Bugün 30 Ağustos Zafer Bayramı.
Bu günü kutlayan vardır kutlamayan vardır. Ben çocukluğumdan beri kutlayanlardanım. AK Parti Samsun Milletvekili Çiğdem Karaaslan da herhalde kutlayanlardan birisi olduğu içindir ki bir mesaj yayınlamış. Bakın ne demiş Sayın Karaaslan:
“19 Mayıs 1919’da Gazi Mustafa Kemal Atatürk’ün öncülüğünde Samsun’da başlatılan kurtuluş mücadelemiz 30 Ağustos 1922'de Başkomutanlık Meydan Muharebesi ile kesin bir zafere ulaşmış, böylece istiklalimize ve istikbalimize sahip çıkma kararlılığımız tüm dünyaya gösterilmiştir.
30 Ağustos, hürriyeti uğruna kanının son damlasına kadar mücadele eden aziz milletimizin emsalsiz vatan sevgisinin ilanı, tarihe altın harflerle yazılan şanlı zaferidir.”
Evet, bir zaferdir de bunun zafer olduğunu son günlerde unutuyoruz herhalde. Çünkü bu zaferi kazanan orduların başındaki Mustafa Kemal Atatürk’ü ağızlarını almaktan çekinenler var piyasada. Bugün ülkeyi yönettiğini sananları yüceltip Mustafa Kemal Atatürk’ü geri planda bırakmak isteyenlerin çok olduğu Türkiye’de Türklük yerine Araplaşmayı öne sürenler var.
Türkiye Türklerindir, Türkiye Arapların Suriyelilerin değildir. Türkiye’yi Suriyelilerin de vatanı yapmak arzusunda olanlar bunu unutmamalıdırlar. AK Parti’nin MHP ile ortaklık kurup İktidara gelmesinin ardından neden hep bu özel günlerimizi es geçiyorlar birileri. O birileri neden hep o milli günlerimizde hasta olup piyasaya bile çıkamıyorlar.
Türkiye Cumhuriyeti ile ilgili günlerde kendilerine çeşitli bahaneler uyduranlar ki bunlar önceki yıllarda hep olmuştur, yataklarından kalkamazlar hayırlısıyla.(!)

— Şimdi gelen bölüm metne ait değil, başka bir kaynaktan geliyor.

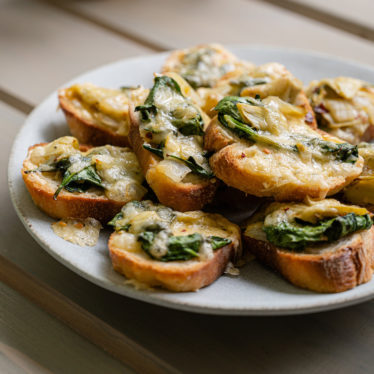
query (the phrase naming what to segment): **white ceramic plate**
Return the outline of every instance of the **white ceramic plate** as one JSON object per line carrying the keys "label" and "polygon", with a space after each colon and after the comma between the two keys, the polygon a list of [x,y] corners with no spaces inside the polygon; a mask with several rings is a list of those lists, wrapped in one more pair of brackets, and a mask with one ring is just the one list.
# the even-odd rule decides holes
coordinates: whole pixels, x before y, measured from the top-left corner
{"label": "white ceramic plate", "polygon": [[[374,69],[353,62],[306,51],[236,46],[229,48],[240,58],[257,64],[277,61],[304,83],[312,79],[338,75],[374,82]],[[160,71],[166,54],[122,60],[83,74],[71,82],[92,82],[100,86],[152,84],[152,75]],[[322,311],[352,305],[374,295],[374,280],[338,294],[317,294],[292,286],[281,277],[252,261],[241,269],[239,277],[222,276],[198,292],[171,293],[137,291],[113,271],[108,251],[109,232],[102,233],[95,247],[79,247],[58,236],[52,220],[31,201],[21,177],[21,165],[27,148],[68,134],[68,127],[53,92],[27,118],[13,145],[9,161],[9,188],[16,211],[30,234],[55,259],[91,282],[113,292],[165,307],[199,313],[226,315],[281,315]]]}

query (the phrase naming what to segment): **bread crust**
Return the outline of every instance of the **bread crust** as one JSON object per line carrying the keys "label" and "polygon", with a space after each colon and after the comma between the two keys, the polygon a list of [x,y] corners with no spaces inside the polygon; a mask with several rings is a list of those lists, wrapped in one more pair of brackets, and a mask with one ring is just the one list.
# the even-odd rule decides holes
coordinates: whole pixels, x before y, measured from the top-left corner
{"label": "bread crust", "polygon": [[139,115],[130,105],[130,143],[145,178],[159,201],[180,212],[200,210],[213,200],[218,181],[208,179],[201,183],[181,183],[157,173],[156,166],[160,158],[143,148],[143,139],[139,132]]}
{"label": "bread crust", "polygon": [[115,235],[118,234],[113,233],[108,242],[114,270],[148,286],[160,286],[176,292],[196,291],[214,282],[235,252],[234,245],[229,244],[216,250],[214,256],[206,261],[161,262],[118,248],[113,240]]}
{"label": "bread crust", "polygon": [[[318,130],[319,131],[319,130]],[[321,131],[319,131],[321,132]],[[238,138],[231,135],[214,117],[210,122],[204,138],[204,147],[208,151],[215,152],[209,159],[210,166],[217,176],[228,186],[237,188],[243,192],[258,197],[273,197],[278,201],[302,201],[306,196],[315,199],[323,199],[340,191],[344,186],[351,183],[359,175],[359,171],[346,178],[336,178],[335,185],[325,187],[304,183],[288,183],[280,188],[265,188],[264,186],[274,184],[269,173],[263,175],[252,175],[241,165],[238,148]],[[245,155],[244,155],[245,157]],[[359,160],[358,163],[363,163]]]}
{"label": "bread crust", "polygon": [[[53,199],[55,188],[46,183],[39,173],[26,173],[35,165],[30,161],[30,150],[48,143],[33,145],[29,148],[28,156],[23,162],[22,178],[35,205],[52,218],[96,218],[107,224],[126,202],[109,200],[106,196],[89,193],[71,193],[62,190],[56,200]],[[81,151],[88,150],[87,146],[80,146]]]}
{"label": "bread crust", "polygon": [[87,121],[82,118],[78,108],[66,97],[64,89],[59,90],[58,99],[70,132],[80,143],[91,144],[93,146],[106,144],[118,147],[130,146],[128,136],[117,134],[110,129],[98,126],[93,121]]}
{"label": "bread crust", "polygon": [[245,249],[292,284],[316,292],[343,292],[368,282],[374,265],[374,227],[351,235],[332,252],[295,253],[244,235]]}

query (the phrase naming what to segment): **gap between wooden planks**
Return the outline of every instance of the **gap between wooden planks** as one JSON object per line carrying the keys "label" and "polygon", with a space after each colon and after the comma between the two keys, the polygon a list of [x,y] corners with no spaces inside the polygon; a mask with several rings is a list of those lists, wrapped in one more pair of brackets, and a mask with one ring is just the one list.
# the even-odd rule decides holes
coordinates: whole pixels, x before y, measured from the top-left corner
{"label": "gap between wooden planks", "polygon": [[0,255],[0,281],[117,360],[144,374],[179,373],[139,344]]}

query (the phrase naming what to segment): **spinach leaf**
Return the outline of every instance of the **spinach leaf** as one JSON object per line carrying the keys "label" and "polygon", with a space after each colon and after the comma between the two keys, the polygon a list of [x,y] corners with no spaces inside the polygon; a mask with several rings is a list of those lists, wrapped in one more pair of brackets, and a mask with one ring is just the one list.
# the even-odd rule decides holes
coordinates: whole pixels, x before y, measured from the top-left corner
{"label": "spinach leaf", "polygon": [[181,157],[178,157],[178,156],[174,156],[174,155],[168,155],[168,157],[174,158],[175,160],[183,162],[185,165],[187,165],[191,169],[191,171],[193,173],[199,175],[200,177],[203,177],[203,178],[213,178],[214,177],[214,174],[210,169],[204,169],[202,166],[200,166],[195,161],[195,159],[192,156],[188,157],[187,160],[185,160]]}
{"label": "spinach leaf", "polygon": [[[266,144],[276,149],[285,149],[291,152],[299,152],[296,144],[280,144],[269,136],[262,134],[256,128],[251,127],[250,124],[244,122],[236,106],[237,103],[262,105],[258,101],[250,98],[235,96],[225,97],[215,107],[215,110],[218,111],[218,120],[224,127],[234,132],[240,138],[244,138],[255,143]],[[354,164],[358,159],[358,147],[355,145],[351,145],[349,143],[334,143],[319,138],[308,139],[298,136],[292,137],[309,148],[317,148],[322,154],[329,155],[337,161]]]}
{"label": "spinach leaf", "polygon": [[167,76],[156,77],[154,80],[154,85],[152,89],[149,91],[149,94],[144,104],[135,107],[135,112],[141,113],[141,118],[143,122],[149,122],[152,116],[154,116],[157,113],[157,107],[154,105],[154,99],[157,90],[163,87],[169,87],[173,91],[183,96],[179,84],[174,79]]}
{"label": "spinach leaf", "polygon": [[[187,261],[199,256],[199,250],[204,238],[199,233],[181,236],[169,236],[167,253],[161,258],[156,258],[152,255],[151,249],[156,233],[148,229],[138,235],[138,241],[141,242],[142,249],[153,259],[168,262],[168,261]],[[218,236],[210,236],[208,242],[211,244],[213,250],[224,247],[231,243],[230,239],[220,238]]]}
{"label": "spinach leaf", "polygon": [[221,238],[219,236],[209,236],[209,243],[211,244],[213,250],[219,249],[231,243],[231,239]]}
{"label": "spinach leaf", "polygon": [[183,135],[204,135],[204,121],[200,114],[187,120],[184,118],[175,119],[172,123]]}
{"label": "spinach leaf", "polygon": [[52,162],[50,164],[41,164],[39,167],[33,170],[27,170],[25,173],[35,173],[35,172],[49,172],[49,171],[62,171],[65,172],[71,166],[70,158],[62,158],[59,161]]}
{"label": "spinach leaf", "polygon": [[101,178],[97,174],[93,165],[86,166],[76,173],[70,173],[68,170],[63,175],[61,184],[58,186],[53,199],[56,200],[57,196],[63,188],[70,192],[84,192],[91,186],[104,188],[101,183]]}
{"label": "spinach leaf", "polygon": [[168,252],[161,257],[161,261],[190,260],[199,256],[200,245],[203,237],[200,234],[184,236],[171,236],[168,243]]}
{"label": "spinach leaf", "polygon": [[278,247],[296,251],[308,245],[334,242],[359,230],[366,230],[373,224],[368,214],[345,216],[322,220],[316,225],[304,221],[281,222],[276,226],[264,226],[266,238]]}
{"label": "spinach leaf", "polygon": [[[236,104],[238,103],[263,106],[263,104],[259,100],[252,99],[251,97],[226,96],[221,101],[219,101],[214,110],[216,110],[221,115],[221,118],[223,118],[223,116],[227,114],[237,121],[242,121],[242,117],[239,113],[238,107],[236,106]],[[220,118],[218,119],[220,120]]]}
{"label": "spinach leaf", "polygon": [[298,152],[296,145],[284,145],[277,143],[269,136],[261,134],[257,129],[247,125],[244,122],[238,121],[229,115],[223,115],[223,118],[218,115],[219,121],[228,129],[233,131],[239,138],[250,140],[254,143],[262,143],[276,149],[285,149],[292,152]]}

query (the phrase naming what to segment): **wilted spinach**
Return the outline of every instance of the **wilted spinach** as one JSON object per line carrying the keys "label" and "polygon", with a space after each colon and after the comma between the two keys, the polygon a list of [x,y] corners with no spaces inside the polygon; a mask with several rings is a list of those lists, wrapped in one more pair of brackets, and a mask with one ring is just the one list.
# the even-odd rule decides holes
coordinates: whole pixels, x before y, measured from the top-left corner
{"label": "wilted spinach", "polygon": [[348,234],[369,229],[373,224],[368,214],[348,213],[322,220],[317,224],[296,220],[264,226],[266,238],[278,247],[302,251],[306,246],[334,242]]}

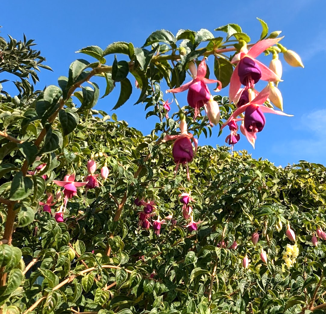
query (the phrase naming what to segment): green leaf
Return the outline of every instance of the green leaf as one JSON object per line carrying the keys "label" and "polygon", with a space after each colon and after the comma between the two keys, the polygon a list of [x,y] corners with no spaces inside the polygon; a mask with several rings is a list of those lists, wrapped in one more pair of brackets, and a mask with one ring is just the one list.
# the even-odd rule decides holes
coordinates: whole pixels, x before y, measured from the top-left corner
{"label": "green leaf", "polygon": [[65,110],[61,109],[59,111],[59,116],[64,136],[72,132],[78,125],[78,115],[70,108]]}
{"label": "green leaf", "polygon": [[170,32],[162,29],[152,33],[146,40],[142,47],[149,46],[155,43],[163,42],[174,47],[175,46],[176,41],[175,37]]}
{"label": "green leaf", "polygon": [[112,110],[117,109],[121,107],[130,97],[132,92],[132,87],[130,81],[126,77],[120,82],[121,84],[121,90],[118,102],[112,108]]}
{"label": "green leaf", "polygon": [[93,57],[98,60],[102,64],[104,64],[106,62],[106,60],[103,57],[103,50],[98,46],[89,46],[82,48],[76,52],[84,53]]}
{"label": "green leaf", "polygon": [[[88,110],[96,104],[99,96],[99,88],[96,83],[91,83],[94,89],[89,86],[82,88],[82,101],[77,112]],[[76,94],[76,93],[75,93]]]}
{"label": "green leaf", "polygon": [[214,35],[209,31],[204,28],[202,28],[196,33],[194,47],[196,48],[202,42],[211,40],[214,39]]}
{"label": "green leaf", "polygon": [[10,294],[15,291],[21,285],[23,278],[24,275],[20,269],[15,268],[10,270],[7,283],[5,294]]}
{"label": "green leaf", "polygon": [[112,80],[111,73],[105,73],[104,75],[105,77],[105,79],[106,80],[106,88],[105,89],[105,92],[104,95],[101,97],[101,98],[104,98],[106,96],[107,96],[114,88],[114,84],[113,81]]}
{"label": "green leaf", "polygon": [[33,192],[33,181],[30,178],[24,177],[21,171],[15,175],[11,183],[9,194],[11,200],[18,201],[30,195]]}
{"label": "green leaf", "polygon": [[4,164],[0,165],[0,178],[2,178],[6,173],[12,170],[18,170],[18,168],[12,164]]}
{"label": "green leaf", "polygon": [[112,65],[112,79],[114,82],[120,82],[127,77],[129,73],[129,65],[124,61],[118,62],[116,56],[114,56],[114,60]]}
{"label": "green leaf", "polygon": [[209,274],[209,272],[206,269],[202,269],[200,267],[197,267],[192,270],[190,274],[190,281],[191,282],[197,276],[202,274]]}
{"label": "green leaf", "polygon": [[103,56],[111,53],[124,53],[128,54],[129,45],[127,43],[119,41],[111,44],[103,52]]}
{"label": "green leaf", "polygon": [[30,165],[35,160],[37,154],[37,148],[34,143],[25,142],[21,144],[17,144],[18,149],[27,159]]}
{"label": "green leaf", "polygon": [[123,269],[117,269],[115,273],[115,281],[117,282],[117,287],[119,287],[127,280],[128,274],[127,272]]}
{"label": "green leaf", "polygon": [[32,208],[22,206],[18,214],[18,225],[23,227],[31,224],[34,220],[34,211]]}
{"label": "green leaf", "polygon": [[76,83],[78,76],[88,67],[90,64],[88,61],[83,59],[78,59],[74,61],[69,67],[69,75],[67,87],[70,87]]}
{"label": "green leaf", "polygon": [[53,313],[58,304],[59,297],[56,291],[51,291],[47,296],[46,299],[43,306],[43,314]]}
{"label": "green leaf", "polygon": [[94,282],[94,275],[90,273],[85,276],[82,280],[82,285],[83,289],[88,292],[92,287]]}
{"label": "green leaf", "polygon": [[222,88],[229,85],[233,73],[233,67],[228,61],[223,58],[214,59],[214,74],[222,85]]}
{"label": "green leaf", "polygon": [[267,36],[267,34],[268,34],[268,26],[267,26],[266,23],[262,20],[260,20],[258,18],[257,18],[257,19],[260,22],[260,24],[261,24],[261,27],[262,27],[263,29],[262,31],[261,31],[261,34],[260,35],[260,40],[261,40],[262,39],[263,39]]}
{"label": "green leaf", "polygon": [[103,305],[108,302],[110,297],[109,291],[103,290],[101,288],[97,288],[95,291],[94,302],[100,305]]}

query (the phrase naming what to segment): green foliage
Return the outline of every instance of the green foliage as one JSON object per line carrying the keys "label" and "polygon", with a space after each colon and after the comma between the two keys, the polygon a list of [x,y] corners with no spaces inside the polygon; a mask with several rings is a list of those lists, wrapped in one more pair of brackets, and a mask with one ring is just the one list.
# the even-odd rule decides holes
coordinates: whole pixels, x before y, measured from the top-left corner
{"label": "green foliage", "polygon": [[[267,36],[268,28],[259,21],[262,39]],[[302,161],[282,168],[253,159],[245,151],[231,155],[225,146],[204,146],[188,163],[190,181],[186,167],[174,173],[171,143],[161,140],[168,133],[178,134],[182,115],[170,114],[165,119],[161,84],[164,80],[169,88],[179,86],[189,61],[214,55],[212,72],[223,87],[227,86],[233,66],[220,50],[227,46],[235,54],[240,44],[234,44],[234,38],[242,44],[250,39],[236,24],[216,30],[226,33],[226,40],[203,29],[182,30],[175,36],[161,30],[140,48],[119,42],[104,50],[83,48],[79,52],[95,58],[93,63],[74,61],[68,77],[59,78],[58,86],[35,92],[27,75],[21,74],[28,72],[34,81],[32,73],[44,58],[33,51],[25,67],[24,51],[29,51],[32,42],[24,38],[19,43],[10,37],[7,43],[0,38],[5,53],[2,57],[12,50],[16,56],[6,59],[5,67],[0,63],[0,70],[17,72],[24,87],[13,97],[0,90],[0,130],[11,137],[0,138],[3,313],[322,310],[326,246],[319,241],[315,247],[312,240],[318,227],[326,227],[324,166]],[[112,66],[106,65],[104,58],[110,54],[119,54]],[[105,80],[103,97],[120,82],[114,109],[135,91],[130,81],[131,75],[134,78],[141,90],[137,103],[144,103],[146,118],[157,117],[150,134],[144,136],[129,127],[114,113],[110,116],[92,109],[100,94],[91,81],[95,75]],[[222,120],[228,118],[234,105],[225,96],[214,99]],[[211,135],[206,116],[194,121],[192,108],[180,110],[196,138]],[[63,204],[65,195],[53,180],[62,181],[74,172],[76,182],[86,180],[91,156],[97,164],[99,186],[87,193],[78,186],[76,195]],[[105,180],[99,175],[106,165],[110,174]],[[179,200],[180,194],[190,191],[192,218],[201,221],[192,232],[186,227],[189,221]],[[137,198],[155,201],[156,215],[148,217],[152,224],[157,214],[167,217],[160,234],[151,226],[142,228],[141,222],[139,225],[138,214],[143,209],[135,205]],[[43,211],[46,204],[51,213]],[[65,207],[64,222],[57,222],[54,212]],[[173,220],[168,219],[172,214]],[[287,245],[288,223],[296,235],[295,259],[296,249]],[[260,237],[254,245],[251,236],[256,229]],[[266,263],[260,257],[262,249]],[[245,269],[246,254],[250,261]]]}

CUMHURİYET BAYRAMI VE YENİ TÜRKİYE
Cumhurbaşkanı Recep Tayyip Erdoğan'ın 2023 yılına kadar hedeflediği vizyon olarak dile getirilen ‘Yeni Türkiye' kavramı, ekonomisi kalkınmış, toplumu refah içinde ve dış politikada sözü geçen bir Türkiye vaat ediyor.
‘Yeni Türkiye' kavramı iktidar partisi AKP açısından ekonomik kalkınma, refah ve güçlü bir dış siyaset anlamına geliyor. Ancak aynı kavram başka çevrelerde başkanlık sistemi altında otoriterleşen bir rejimi, özgürlüklerin sınırlandığı ve dış siyasette yalnızlaşan bir Türkiye'yi ifade ediyor diye iddia ediliyor. Peki, Türkiye ile Yeni Türkiye arasında ne fark vardır. Yeni Türkiye’nin kurulması için Türkiye’nin yıkılması gerekir sanırım. Mevcut Türkiye’de ekonomik kalkınma, refah ve güçlü bir dış siyaset yaratılamaz mı?
Bütün bunları yapmak için ille de başkanlık sistemi mi gerekiyor. Bu sorudan sonra sorulacak soru şu:
Yenisini kurmak için eskisini yıkmak mı gerekiyor. Yani rejimi değiştirmek şart mı? Bu ülkede rejimi değiştirmek istiyorlar iddiasıyla gençler vurulmadı mı, birileri cezaevlerine doldurmadı mı? Böyle bir çalışma içine girmek yani eski denilen Türkiye’yi yıkmaya çalışmak Anayasal Suç işlemek değil midir?
Anayasa Mahkemesi ne iş yapar? Eğer böyle çalışmaları izlemeyecek ve gereğini yapmayacaksa neden orada bir dolu çalışan beslenir? Yeni Türkiye neymiş, değiştirmek isteyenler sanırım en kısa zamanda değişirler.